How Gather Synthetic actually works.
Synthetic research is only useful if you can trust it. Here's exactly what grounds our AI personas, how we score confidence, and where the limits are.
The problem with most synthetic research
Most synthetic research is an LLM doing character work. A model is told to act like a CMO, given a prompt about the topic, and asked for opinions. The output sounds plausible because LLMs are trained on the internet, which includes plenty of marketing content. But it's not grounded. It's the model's prior, dressed up in a costume.
This works fine for brainstorming. It fails for decisions. Buyers can usually tell. Synthetic respondents agree too readily, lack specific frustrations, never reference real vendors by name, and produce safe generic insights. You learn nothing new.
How we ground personas
Real practitioner voice
We index high-signal Reddit comments from 69 curated subreddits where real CMOs, CTOs, CISOs, CFOs, consumers, and category buyers actually talk. Quality-filtered for upvote score, comment length, and bot detection. PII stripped before storage.
Verified public research
63 citable data points from ACSI (200K customer surveys), Pew (5K+ adult studies), Edelman Trust Barometer (34K respondents), Bureau of Labor Statistics, and other public sources. Every finding traceable to a source.
Semantic retrieval
At interview time, the study topic and persona role are embedded into a query vector. We pull the 15 most semantically similar real chunks for each persona, filtered by audience type. Each persona reads grounding specific to them.
How confidence is scored
Every report shows a confidence percentage. It's not marketing math. It reflects three real signals:
Bigger panels carry more weight. A 4-persona pilot caps lower than a 20-persona study. We're honest about this; you'll never see a 95% confidence number from synthetic research because that would be false precision.

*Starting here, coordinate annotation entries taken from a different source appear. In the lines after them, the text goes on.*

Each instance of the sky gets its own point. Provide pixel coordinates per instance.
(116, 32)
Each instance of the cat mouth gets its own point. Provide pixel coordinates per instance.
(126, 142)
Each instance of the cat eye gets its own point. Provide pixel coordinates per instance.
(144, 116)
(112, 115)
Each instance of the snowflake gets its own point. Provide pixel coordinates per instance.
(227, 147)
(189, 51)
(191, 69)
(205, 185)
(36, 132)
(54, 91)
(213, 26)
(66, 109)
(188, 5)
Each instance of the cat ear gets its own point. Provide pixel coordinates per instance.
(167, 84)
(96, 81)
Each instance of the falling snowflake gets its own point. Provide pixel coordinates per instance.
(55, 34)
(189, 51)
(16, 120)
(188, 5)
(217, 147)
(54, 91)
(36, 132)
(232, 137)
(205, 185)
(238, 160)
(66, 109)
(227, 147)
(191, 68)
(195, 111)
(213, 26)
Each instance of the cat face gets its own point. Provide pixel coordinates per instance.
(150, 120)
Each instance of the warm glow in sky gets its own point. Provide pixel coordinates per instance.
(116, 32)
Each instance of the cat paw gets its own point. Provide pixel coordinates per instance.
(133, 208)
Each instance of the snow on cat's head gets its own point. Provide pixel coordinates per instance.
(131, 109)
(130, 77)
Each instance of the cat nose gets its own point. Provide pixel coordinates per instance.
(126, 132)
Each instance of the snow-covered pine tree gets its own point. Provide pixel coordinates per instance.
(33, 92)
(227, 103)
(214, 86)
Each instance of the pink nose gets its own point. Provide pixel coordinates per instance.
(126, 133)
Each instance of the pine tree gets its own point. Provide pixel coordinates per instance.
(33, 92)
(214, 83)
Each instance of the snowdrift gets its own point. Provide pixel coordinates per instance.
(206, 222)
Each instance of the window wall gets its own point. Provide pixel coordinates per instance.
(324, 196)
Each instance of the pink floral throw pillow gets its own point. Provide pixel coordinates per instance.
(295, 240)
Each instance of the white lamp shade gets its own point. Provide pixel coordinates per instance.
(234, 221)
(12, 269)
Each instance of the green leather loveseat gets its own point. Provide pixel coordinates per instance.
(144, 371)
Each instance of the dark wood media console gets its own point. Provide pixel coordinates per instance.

Did each persona actually get 15 relevant Reddit chunks? If your study topic has thin community discussion, coverage drops and confidence drops with it.
Average cosine similarity of retrieved chunks. High similarity means the corpus has direct signal on your question. Low similarity means we're reaching, and the confidence number reflects that.
Without strong grounding, studies cap around 55%. With strong grounding, they reach into the 70s. Anything claiming higher than that from synthetic data is either lying or counting margin of error as confidence. We don't do that.
Source list
Everything we use is public, verifiable, and citable.
Privacy and anonymization
Reddit data is public, but we treat it with care. Before any comment enters our corpus we:
- SHA-256 hash all usernames before storage (irreversible)
- Strip URLs, email addresses, phone numbers, and direct user mentions
- Filter known bot accounts and removed content
- Require minimum upvote score and length to filter noise
Output never contains verbatim Reddit quotes. The persona prompt explicitly forbids copying source material; it instructs the model to embody the voice in character, not quote it.
What we don't claim
- We don't claim to predict behavior. Synthetic research surfaces hypotheses and signal. Real-world behavior is measured by real customers, sales data, and conversion tests.
- We don't use neural data, eye tracking, or EEG. Other vendors claim to. We don't, because we don't.
- We don't inflate confidence with margin-of-error math. 95% confidence intervals on synthetic data are statistical theater.
- We don't replace human research. Synthetic is a force multiplier for speed and hypothesis generation. Real Gather interviews on gatherhq.com are how you validate the signal.